Text Summarization Branches Out
Proceedings of the ACL-04 Workshop
Marie-Francine Moens and Stan Szpakowicz, co-chairs
Held in cooperation with ACL-2004
25-26 July 2004
Forum Convention Centre
Barcelona, Spain
A Word from the Co-Chairs
Text summarization is still largely in a research phase, and has so far focused on news text, but it
is increasingly becoming a tool for information search and selection in a variety of media. For
example, summarizing is a necessity when showing content on the screen of a mobile device.
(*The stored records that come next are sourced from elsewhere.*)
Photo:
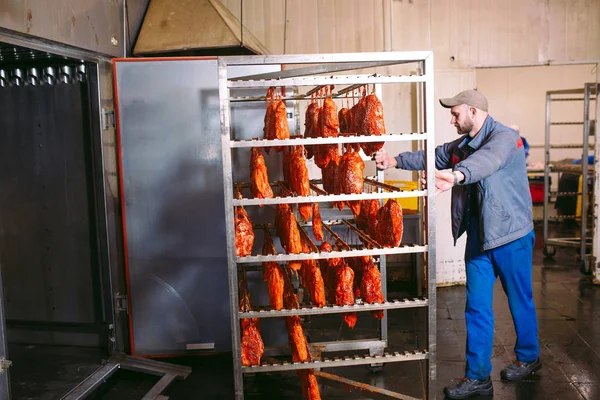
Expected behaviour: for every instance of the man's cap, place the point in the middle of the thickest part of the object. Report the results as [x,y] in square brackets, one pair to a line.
[471,98]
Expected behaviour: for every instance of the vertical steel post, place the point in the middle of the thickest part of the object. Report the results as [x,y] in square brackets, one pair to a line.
[584,176]
[229,222]
[431,266]
[547,168]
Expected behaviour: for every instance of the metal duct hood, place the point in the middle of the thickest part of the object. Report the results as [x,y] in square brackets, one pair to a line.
[194,27]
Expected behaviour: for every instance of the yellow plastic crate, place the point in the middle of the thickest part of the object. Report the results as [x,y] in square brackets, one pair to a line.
[407,203]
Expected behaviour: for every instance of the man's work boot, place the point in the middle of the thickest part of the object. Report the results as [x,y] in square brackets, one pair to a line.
[470,387]
[519,370]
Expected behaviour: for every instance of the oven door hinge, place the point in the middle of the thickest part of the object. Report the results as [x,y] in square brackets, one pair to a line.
[108,118]
[120,302]
[4,364]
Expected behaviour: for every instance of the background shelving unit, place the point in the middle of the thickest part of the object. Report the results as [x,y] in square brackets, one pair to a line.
[322,70]
[583,242]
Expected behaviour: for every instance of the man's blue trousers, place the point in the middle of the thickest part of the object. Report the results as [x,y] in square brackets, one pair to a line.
[511,262]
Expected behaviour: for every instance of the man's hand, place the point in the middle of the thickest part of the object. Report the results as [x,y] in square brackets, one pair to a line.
[384,161]
[444,180]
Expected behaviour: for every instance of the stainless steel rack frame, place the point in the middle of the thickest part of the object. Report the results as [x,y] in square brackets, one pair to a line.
[584,241]
[327,69]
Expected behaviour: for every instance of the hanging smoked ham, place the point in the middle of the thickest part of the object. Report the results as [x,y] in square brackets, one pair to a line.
[351,169]
[297,177]
[259,180]
[312,280]
[344,291]
[372,124]
[388,231]
[356,263]
[329,125]
[328,268]
[244,234]
[331,178]
[287,230]
[370,286]
[252,346]
[317,224]
[345,119]
[357,116]
[276,125]
[273,274]
[311,124]
[298,343]
[368,211]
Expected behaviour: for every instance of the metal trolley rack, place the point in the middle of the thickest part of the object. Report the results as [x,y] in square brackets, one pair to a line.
[584,240]
[300,79]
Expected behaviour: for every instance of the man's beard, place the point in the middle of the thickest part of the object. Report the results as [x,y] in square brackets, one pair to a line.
[465,128]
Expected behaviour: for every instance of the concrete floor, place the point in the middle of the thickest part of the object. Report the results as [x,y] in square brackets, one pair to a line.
[568,307]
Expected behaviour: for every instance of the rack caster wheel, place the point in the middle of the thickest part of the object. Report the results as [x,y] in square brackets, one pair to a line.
[549,251]
[376,367]
[584,268]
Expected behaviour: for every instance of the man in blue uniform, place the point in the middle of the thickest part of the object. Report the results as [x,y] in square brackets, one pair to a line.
[491,202]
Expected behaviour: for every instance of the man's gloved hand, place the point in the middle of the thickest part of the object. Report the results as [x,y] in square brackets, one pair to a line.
[384,161]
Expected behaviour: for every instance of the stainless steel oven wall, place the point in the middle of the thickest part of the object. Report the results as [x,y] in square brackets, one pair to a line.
[95,25]
[173,193]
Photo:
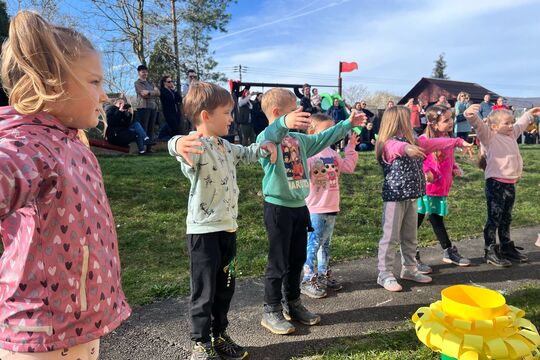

Texts integrated in multimedia documents have different genres or types, but they all require the
same flexibility in the presentation of summaries by allowing parameterized compression rates and
integration in a mixed-media format.
Recently, text summarization technologies have advanced a lot, thanks in a large measure to
the Document Understanding Conferences (DUC), sponsored by the Defense Advanced Research
Projects Agency (DARPA) and organized by the National Institute of Standards and Technology
in the USA. The ACL-2004 text summarization workshop in Barcelona aims both to broaden the
scope of summarization beyond textual news stories and to make more people interested in this
challenging field that intersects natural language processing and information retrieval. That was the
thinking behind the title of our workshop: Text Summarization Branches Out.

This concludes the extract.